Lì ci è capitato di leggere un illuminato editoriale destinato ad aprir la mente di chi oggi ha l’immeritata fortuna di vivere in Europa, pur senz’aver speso un briciolo d’energia nel costruirla.
Pensano, costoro, che tanta bellezza, tanta sicurezza e tanto benessere altro non siano che un premio speciale che la sorte ha voluto destinare ad essi. Ai quali altro dovere non spetta se non goderne nella maggior misura possibile, spazzando sotto il tappeto, per poi scordarsene, le lacrime, il sudore ed il sangue che han bagnato i secoli occorsi per erigerla.

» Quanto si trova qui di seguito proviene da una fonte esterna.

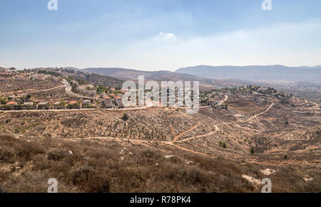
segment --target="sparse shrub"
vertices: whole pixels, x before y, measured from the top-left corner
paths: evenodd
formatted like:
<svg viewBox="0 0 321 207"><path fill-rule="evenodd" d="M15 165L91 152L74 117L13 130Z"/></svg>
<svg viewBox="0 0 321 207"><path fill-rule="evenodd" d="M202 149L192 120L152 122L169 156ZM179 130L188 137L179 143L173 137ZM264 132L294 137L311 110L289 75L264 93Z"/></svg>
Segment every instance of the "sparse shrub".
<svg viewBox="0 0 321 207"><path fill-rule="evenodd" d="M0 161L8 161L14 156L14 149L0 147Z"/></svg>
<svg viewBox="0 0 321 207"><path fill-rule="evenodd" d="M254 147L251 147L251 149L250 149L250 154L254 154Z"/></svg>
<svg viewBox="0 0 321 207"><path fill-rule="evenodd" d="M48 159L54 161L59 161L68 155L66 150L61 149L54 149L48 152Z"/></svg>
<svg viewBox="0 0 321 207"><path fill-rule="evenodd" d="M124 113L124 114L123 115L123 117L121 117L121 119L122 119L124 122L127 121L127 120L128 120L128 115L126 114L126 113Z"/></svg>
<svg viewBox="0 0 321 207"><path fill-rule="evenodd" d="M0 185L0 193L5 193L4 188L1 186L1 185Z"/></svg>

Un edificio, per giunta, che completato ancora non è.
Ancora non esiste uno Stato Europeo. Uno Stato confederale dotato di una moneta unica, di frontiere comuni, di una politica estera e di una difesa condivise, di un corpus legislativo quanto meno armonizzato tra quei ventisette Paesi che aspirano a diventare Europa, ma che ancora non lo sono.
L’Europa che adorna le labbra di tanti politicanti, colpevole di ogni nazional misfatto e (a loro dire) carente d’ogni benefica iniziativa, altro non è che una somma di trattati che regolano un certo numero di rapporti, per lo più di natura economica, tra quegli Stati che li hanno sottoscritti.
È un’Europa che ha potuto prosperare in pace per un intero dopoguerra solo perché protetta dall’ombrello militare NATO, e per tal motivo da esso in gran parte dipendente.
Sostanzialmente disarmata, con l’uscita della Gran Bretagna (2020) l’Unione ha perso non solo i due terzi del proprio potenziale nucleare, ma anche una vasta rete di basi militari nel mondo. Le forze armate di alcuni Stati membri, come l’Italia e la Germania, soffrono inoltre delle limitazioni imposte dai trattati di pace del 1947, come il divieto di possedere determinate strutture di difesa, un numero sufficiente di militari, deterrenza nucleare, armamenti a lunga gittata. Se ciò non bastasse, neppure esiste un’efficace forma di coordinamento tra i vari eserciti: né in termini di standardizzazione delle armi in dotazione, né per quanto riguarda la linea di comando, che continua a far capo alle molteplici decisioni sovrane dei singoli Stati.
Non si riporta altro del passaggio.